Besides that, the type of fraud issuers are most concerned with is counterfeit fraud, which chip cards are pretty effective at preventing. Lost-and-stolen fraud, which PINs would prevent, comes to a much smaller total.

Indeed, of all card-fraud losses, 37% are attributable to counterfeit cards, compared to 14% for lost-and-stolen cards, according to a study of 18 of the 40 largest issuers conducted in 2014 by Aite Group, a Boston-based research firm.

That makes it harder for issuers to justify investments in credit card operations to handle PIN resets, among other back-office changes. “Lost-and-stolen is the only thing PIN buys you [as an issuer]. It was a pretty easy business case for chip-and-signature,” says Julie Conroy, a senior analyst at Aite.

Finally, issuers that are supporting online PINs with EMV credit cards, like SECU, are doing so with in-house systems. Or they’ve signed up with a processor that can handle credit card PINs.

But it turns out some processors that handle card transactions on behalf of issuers haven’t geared up for PINs on credit card transactions, say Conroy and other experts. “A lot of the [third-party] issuer systems on the credit card side are really pretty stupid,” says Steve Mott, principal at Stamford, Conn.-based payments consultancy BetterBuyDesign.

How Long?

Most markets around the world that have adopted EMV, such as Canada and United Kingdom, are using offline PIN authentication. In this configuration, the card relies on its embedded chip to match the PIN entered at the terminal with the encrypted PIN in the chip. But this method relies on a more powerful, and hence more expensive, chip.

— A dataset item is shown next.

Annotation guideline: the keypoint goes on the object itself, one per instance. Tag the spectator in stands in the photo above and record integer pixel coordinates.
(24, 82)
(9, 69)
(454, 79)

That’s another thing that makes EMV credit cards a more costly proposition for issuers. After all, they’re also racing to get cards out the door, and not just because of the liability shift. They know that the last mag-stripe issuer will be the one on which the fraudsters will focus all their considerable resources.

Still, no one is ruling out EMV credit card PINs forever. The superiority of PINs over signatures can’t be denied, after all, when cardholders catch on and start asking about the matter. It would just be nice to know how long that’s going to take.